Zinnie Harris’s new two-hour straight-through behemoth takes that hashtag and spins a middle-class Western world view into orbit. There’s a lot of contemporary references to pick up on and stew on long after the stalls are cleared.
Multitudes at Tricycle Theatre
THE image of three teenage girls stepping confidently through an airport towards a no doubt grisly future as “jihadi brides” has covered front pages recently.
So it is prescient programming from the Tricycle to show John Hollingworth’s Multitudes as it asks, among other things, why are British girls so drawn to such a geographically remote war?
For Qadira (Salma Hoque) her motives are wrapped tightly around losing her mother to cancer and her father Kash to his MP ambitions and new girlfriend Natalie (Clare Calbraith). She tries to explain her dislocation from Britain: “The next young Muslim you treat like shit is the next young Muslim on a plane over there.”
Touch & Go at William Benington Gallery
MOST people look towards sleep as a time to switch off from the stresses of daily life, but artist Will Mackrell sees it as prime time to create work. His solo show Touch & Go at William Benington Gallery in Angel opens on February 26 with pieces made as he slept.
Will Mackrell’s Sleep, 2013
Will placed carbon paper sheets under his bed sheets to create two works Sleep -negative- and Sleep -positive-, his every movement that night was captured, resulting in two inky self-portraits.

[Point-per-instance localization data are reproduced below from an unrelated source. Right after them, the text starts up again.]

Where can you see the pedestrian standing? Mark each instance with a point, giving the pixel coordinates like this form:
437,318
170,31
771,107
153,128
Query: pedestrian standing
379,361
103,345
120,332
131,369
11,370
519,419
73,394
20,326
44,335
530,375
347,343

The Casque at James Freeman gallery
Romantic ideals, red telephone boxes and bondage masks combine in The Casque, latest exhibition at James Freeman gallery, Upper Street. Claire Partington’s triptych ‘The More We Are Together’ takes Van Eyck's Arnolfini portrait and rebuilds the scenario but the delicate ceramic craftwork almost cloaks the joke at play. The instantly recognizable figures include merchant Giovanni di Nicolao Arnolfini, matter-of-factly holding out hotel keys to two socialites replete with small yappy dogs at their heels.
Her exquisite earthenware figures display an unusual level of detail; painted braiding, transfers of intricate patterns, even tendons are visible on the figure’s hands.